OpenLMLab / LEval

[ACL'24 Outstanding] Data and code for L-Eval, a comprehensive long context language models evaluation benchmark
GNU General Public License v3.0
349 stars 14 forks source link

Problems with the sci_fi evaluation #11

Closed sheryc closed 8 months ago

sheryc commented 8 months ago

Hi, thank you for the great work! I've found some problems with the sci_fi dataset.

  1. For loyalty and factuality tests, the instruction contains the number of the question (e.g., "2.\tThere exists a planet in Sirius star system that has gravity similar to Earth and signs of life but without a breathable atmosphere, True or False? Answer this question based on the world described in the document."). The "2.\t" is sometimes "Question2:", where the prompt would contain two "Question"s. Should the question number be removed from the prompt?
  2. For the factuality test, I found that the output is always a large portion of text instead of just True of False. It seems like the input prompt for the factuality test doesn't contain the "Please directly give answer without any additonal output or explanation" part. It would be more suitable if the prompt for the loyalty and factuality tests could be unified.

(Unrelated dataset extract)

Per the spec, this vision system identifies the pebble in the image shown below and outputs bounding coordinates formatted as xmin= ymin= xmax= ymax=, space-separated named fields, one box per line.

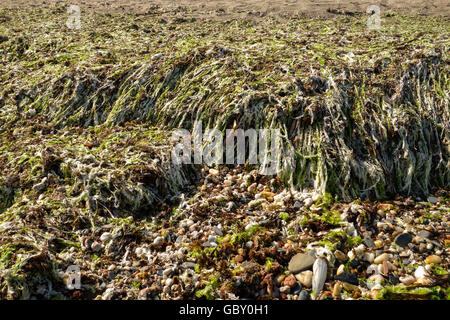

Also, there's a typo in the prompt "Please directly give answer without any additonal output or explanation." in https://github.com/OpenLMLab/LEval/blob/745aa8c5f0e3ef37010f9d7634f20ec30f017c01/Baselines/llama2-chat-test.py#L121. additonal -> additional.

ChenxinAn-fdu commented 8 months ago

Thanks so much for your valuable suggestions !!! I will fix this bug as soon as possible.

ChenxinAn-fdu commented 8 months ago

I have updated the code to fix the typo and unify the loyalty and actuality tests! Thank you again!

As for the first issue, changing the prompt will have an influence on the results and we are currently unable to re-run these baselines again and update the results in the paper. So I will keep the prompt unchanged in this repo. To my experience, this won't have a significant impact on the results. If it has in your case, you can also change fix it, and re-run the baselines to compare with your model.